Four Separate Events Led to Zika's Introduction Into Florida

Virus strains came from the Caribbean and Latin America, researchers say

aedes aegypti mosquito
Aedes aegypti mosquito, which may carry the Zika virus or dengue fever. Photo courtesy CDC.

FRIDAY, May 26, 2017 (HealthDay News) -- The 2016 Zika outbreak in Florida wasn't due to a single introduction and spread of the virus, but rather at least four separate events, according to research published online May 24 in Nature.

By analyzing the genetic material of Zika viruses found in people and mosquitoes in Florida, Nathan D. Grubaugh, Ph.D., of the Scripps Research Institute in La Jolla, Calif., and colleagues concluded that local transmission of the Zika virus likely began in spring 2016 before the first local case was confirmed.
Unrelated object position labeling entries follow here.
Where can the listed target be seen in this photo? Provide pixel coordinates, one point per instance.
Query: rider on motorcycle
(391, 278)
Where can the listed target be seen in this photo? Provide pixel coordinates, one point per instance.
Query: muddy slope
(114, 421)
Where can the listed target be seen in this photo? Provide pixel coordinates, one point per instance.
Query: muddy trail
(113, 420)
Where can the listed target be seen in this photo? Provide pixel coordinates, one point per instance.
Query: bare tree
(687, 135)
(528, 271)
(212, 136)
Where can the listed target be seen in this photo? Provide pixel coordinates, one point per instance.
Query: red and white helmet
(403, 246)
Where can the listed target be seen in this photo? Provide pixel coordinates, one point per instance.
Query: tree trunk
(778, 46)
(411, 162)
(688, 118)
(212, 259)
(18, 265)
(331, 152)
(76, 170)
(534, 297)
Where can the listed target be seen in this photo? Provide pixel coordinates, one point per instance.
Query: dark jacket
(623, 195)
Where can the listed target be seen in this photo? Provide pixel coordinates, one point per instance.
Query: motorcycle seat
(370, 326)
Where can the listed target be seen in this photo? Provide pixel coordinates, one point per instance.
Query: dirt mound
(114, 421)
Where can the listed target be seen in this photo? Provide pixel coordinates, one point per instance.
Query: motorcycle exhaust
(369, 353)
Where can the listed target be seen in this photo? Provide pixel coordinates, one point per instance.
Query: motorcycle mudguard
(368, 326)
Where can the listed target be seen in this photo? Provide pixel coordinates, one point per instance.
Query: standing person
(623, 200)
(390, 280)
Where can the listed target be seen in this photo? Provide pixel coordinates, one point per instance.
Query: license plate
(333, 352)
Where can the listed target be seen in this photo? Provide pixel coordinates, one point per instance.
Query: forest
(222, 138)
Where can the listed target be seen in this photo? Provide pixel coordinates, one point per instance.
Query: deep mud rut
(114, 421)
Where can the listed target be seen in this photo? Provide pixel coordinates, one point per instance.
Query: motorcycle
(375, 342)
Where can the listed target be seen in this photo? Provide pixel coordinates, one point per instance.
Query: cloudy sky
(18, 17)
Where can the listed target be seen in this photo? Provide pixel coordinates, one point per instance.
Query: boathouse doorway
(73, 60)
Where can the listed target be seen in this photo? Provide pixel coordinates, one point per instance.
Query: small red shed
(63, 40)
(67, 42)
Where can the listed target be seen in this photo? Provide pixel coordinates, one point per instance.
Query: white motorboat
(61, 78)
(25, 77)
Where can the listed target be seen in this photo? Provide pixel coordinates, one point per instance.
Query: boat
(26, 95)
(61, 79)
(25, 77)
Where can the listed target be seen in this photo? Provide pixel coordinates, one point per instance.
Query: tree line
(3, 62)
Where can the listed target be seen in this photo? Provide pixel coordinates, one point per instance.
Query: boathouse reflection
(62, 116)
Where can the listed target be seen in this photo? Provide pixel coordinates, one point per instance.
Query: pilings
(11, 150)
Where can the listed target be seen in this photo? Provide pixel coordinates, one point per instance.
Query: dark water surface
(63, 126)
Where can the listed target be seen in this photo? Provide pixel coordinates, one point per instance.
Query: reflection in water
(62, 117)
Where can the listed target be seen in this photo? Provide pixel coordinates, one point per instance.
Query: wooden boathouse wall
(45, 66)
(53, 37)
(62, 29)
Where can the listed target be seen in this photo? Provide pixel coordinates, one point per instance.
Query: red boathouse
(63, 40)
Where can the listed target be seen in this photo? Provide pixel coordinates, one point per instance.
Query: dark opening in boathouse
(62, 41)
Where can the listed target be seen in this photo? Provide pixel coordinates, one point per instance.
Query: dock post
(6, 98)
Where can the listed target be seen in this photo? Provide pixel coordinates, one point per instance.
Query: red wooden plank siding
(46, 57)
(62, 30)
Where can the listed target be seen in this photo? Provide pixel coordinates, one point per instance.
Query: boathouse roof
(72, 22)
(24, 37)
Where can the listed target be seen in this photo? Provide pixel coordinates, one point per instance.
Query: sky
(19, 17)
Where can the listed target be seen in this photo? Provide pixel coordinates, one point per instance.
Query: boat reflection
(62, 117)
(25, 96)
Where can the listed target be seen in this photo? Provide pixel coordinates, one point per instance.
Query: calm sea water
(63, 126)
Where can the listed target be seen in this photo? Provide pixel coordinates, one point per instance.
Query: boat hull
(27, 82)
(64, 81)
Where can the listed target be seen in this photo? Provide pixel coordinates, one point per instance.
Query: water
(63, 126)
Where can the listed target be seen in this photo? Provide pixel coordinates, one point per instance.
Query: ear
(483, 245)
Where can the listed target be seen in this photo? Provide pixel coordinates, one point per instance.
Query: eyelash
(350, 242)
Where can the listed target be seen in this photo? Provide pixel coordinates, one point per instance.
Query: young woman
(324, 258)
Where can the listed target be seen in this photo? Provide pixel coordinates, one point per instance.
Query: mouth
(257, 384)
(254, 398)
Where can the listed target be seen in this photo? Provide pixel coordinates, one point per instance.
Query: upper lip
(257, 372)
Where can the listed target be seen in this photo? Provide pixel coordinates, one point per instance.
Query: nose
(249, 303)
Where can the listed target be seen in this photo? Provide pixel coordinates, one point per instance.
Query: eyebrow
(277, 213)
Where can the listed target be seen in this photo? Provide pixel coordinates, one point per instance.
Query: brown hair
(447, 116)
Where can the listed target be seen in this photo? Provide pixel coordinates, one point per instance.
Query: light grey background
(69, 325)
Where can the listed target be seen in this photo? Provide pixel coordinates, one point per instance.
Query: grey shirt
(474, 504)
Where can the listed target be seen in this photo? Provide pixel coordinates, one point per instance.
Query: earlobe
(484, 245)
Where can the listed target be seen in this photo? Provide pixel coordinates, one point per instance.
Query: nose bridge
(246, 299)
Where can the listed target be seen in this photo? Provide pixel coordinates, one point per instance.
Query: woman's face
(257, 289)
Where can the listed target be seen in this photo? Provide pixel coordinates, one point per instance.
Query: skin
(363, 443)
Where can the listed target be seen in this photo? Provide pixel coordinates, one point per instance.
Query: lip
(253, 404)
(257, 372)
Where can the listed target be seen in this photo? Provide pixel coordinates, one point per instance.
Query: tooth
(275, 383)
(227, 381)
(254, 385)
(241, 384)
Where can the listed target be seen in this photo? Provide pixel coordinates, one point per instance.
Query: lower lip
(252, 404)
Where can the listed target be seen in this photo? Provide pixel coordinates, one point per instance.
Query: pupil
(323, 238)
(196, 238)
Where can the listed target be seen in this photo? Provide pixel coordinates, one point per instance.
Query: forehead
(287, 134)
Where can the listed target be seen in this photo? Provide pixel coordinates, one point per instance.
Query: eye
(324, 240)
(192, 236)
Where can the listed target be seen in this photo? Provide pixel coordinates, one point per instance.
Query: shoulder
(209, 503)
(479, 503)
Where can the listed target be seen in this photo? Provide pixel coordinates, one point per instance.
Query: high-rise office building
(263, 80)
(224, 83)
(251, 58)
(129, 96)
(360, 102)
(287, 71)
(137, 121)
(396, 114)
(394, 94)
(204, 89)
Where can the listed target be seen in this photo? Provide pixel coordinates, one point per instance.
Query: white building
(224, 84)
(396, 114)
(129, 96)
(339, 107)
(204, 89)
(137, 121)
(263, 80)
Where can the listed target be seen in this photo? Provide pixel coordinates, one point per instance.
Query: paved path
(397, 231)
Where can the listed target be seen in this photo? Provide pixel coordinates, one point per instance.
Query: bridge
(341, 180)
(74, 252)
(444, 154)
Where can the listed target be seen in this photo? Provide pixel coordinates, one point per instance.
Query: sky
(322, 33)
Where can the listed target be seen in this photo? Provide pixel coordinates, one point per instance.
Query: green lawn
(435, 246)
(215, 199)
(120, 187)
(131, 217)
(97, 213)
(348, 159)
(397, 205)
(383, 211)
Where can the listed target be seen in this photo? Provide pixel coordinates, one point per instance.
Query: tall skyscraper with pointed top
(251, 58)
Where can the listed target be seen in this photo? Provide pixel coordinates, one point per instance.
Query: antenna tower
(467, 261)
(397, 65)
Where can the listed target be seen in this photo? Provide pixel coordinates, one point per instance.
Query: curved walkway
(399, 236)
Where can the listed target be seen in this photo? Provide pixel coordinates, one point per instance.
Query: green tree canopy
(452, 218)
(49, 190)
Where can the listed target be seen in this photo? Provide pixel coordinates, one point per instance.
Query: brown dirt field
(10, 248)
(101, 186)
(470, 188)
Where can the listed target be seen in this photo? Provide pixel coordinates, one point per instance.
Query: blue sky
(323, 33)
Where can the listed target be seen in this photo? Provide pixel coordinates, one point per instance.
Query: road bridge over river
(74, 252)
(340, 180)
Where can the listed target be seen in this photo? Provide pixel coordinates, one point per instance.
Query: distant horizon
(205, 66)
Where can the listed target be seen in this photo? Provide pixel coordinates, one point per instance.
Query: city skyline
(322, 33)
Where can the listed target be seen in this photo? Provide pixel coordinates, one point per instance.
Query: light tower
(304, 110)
The researchers also discovered that three of the Zika strains that affected Florida spread through the Caribbean islands first before reaching the state. The fourth spread through Central America. Based on their findings, the investigators believe that a similar Zika transmission pattern could happen again this year in Florida.

There are a number of reasons why Florida is a likely hotspot for Zika outbreaks in the United States, study co-leader Sharon Isern, Ph.D., of the Florida Gulf Coast University in Fort Myers, said in a university news release. These factors include the climate and an abundance of Zika-carrying Aedes aegypti mosquitoes. Plus, many people from the Miami area travel to countries in Latin America and the Caribbean where Zika is already established.